Viewing a single comment thread. View all comments

Superschlenz t1_iypxi3i wrote

>Could you elaborate on why?

Because random noise basically means "We do not understand the real causes," and a solution cannot be optimal if different random seeds lead to different performance results.

>What is the alternative?

I am not competent enough to answer that, but basically the random seed is a hyperparameter and an optimal learning algorithm should have zero hyperparameters at all, so that everything depends on the user data and learning is not hampered by the wrong hyperparameter choice of the developer. Maybe Bayesian Optimization with a yet-to-invent way to stack them against the curse of high-dimensional data.

0

Oceanboi t1_iyq03g2 wrote

Why do you say an optimal learning algorithm should have zero hyperparameters? Are you saying an optimal neural network would learn things like batch size, learning rate, optimal optimizer (lol), input size, etc, on its own? In this case wouldn't a model with zero hyperparameters be the same conceptually as a model that has been tuned to the optimal hyperparameter combination?

Theoretically you could make these hyperparameters trainable if you had the coding chops, so why are we still as a community tweaking hyperparameters iteratively?

1

Superschlenz t1_iyq5oy5 wrote

>Why do you say an optimal learning algorithm should have zero hyperparameters?

Because hyperparameters are fixed by the developer, and so the developer must know the user's environment in order to tune them, but if it requires a developer then it is programming and not learning.

>Are you saying an optimal neural network would learn things like batch size, learning rate, optimal optimizer (lol), input size, etc, on its own?

An optimal learning algorithm wouldn't have those hyperparameters at all, not even static hardware.

>In this case wouldn't a model with zero hyperparameters be the same conceptually as a model that has been tuned to the optimal hyperparameter combination?

Users do not tune hyperparameters, and developers do not know the user's environment. The agent can be broadly pretrained at the developer's laboratory to speed up learning at the user's site, but finally it has to learn on its own at the user's site without a developer being around.

>Theoretically you could make these hyperparameters trainable if you had the coding chops, so why are we still as a community tweaking hyperparameters iteratively?

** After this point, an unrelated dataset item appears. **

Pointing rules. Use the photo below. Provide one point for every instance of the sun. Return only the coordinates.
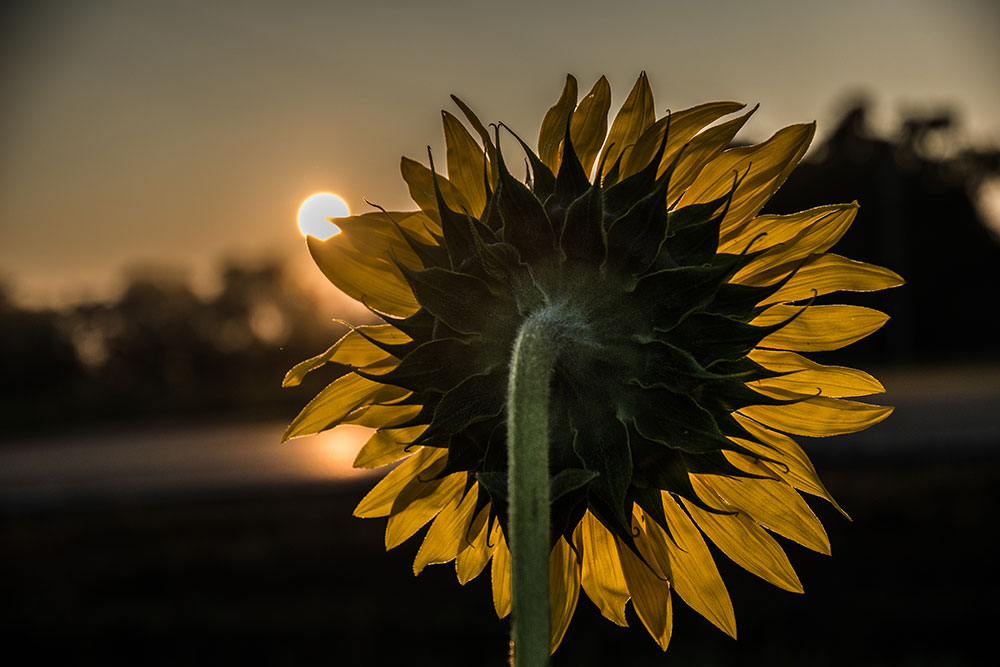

Because you as a community have been forced to decide for a job when you were 14 years old, and you chose to become a machine learning engineer because you were more talented than others, and now you are performing the show of the useful engineer.

−1

Optimal-Asshole t1_iyqtp3l wrote

No, the reason for hyper parameter optimization isn’t job security. It’s because choosing better hyper parameters will produce better results which has more success in applications. There are people working on automatic hyperparameter optimization.

But let’s not act like it’s due solely due to some community caused phenomenon and engineers putting on a show. Honestly your message comes off as a little bitter.

2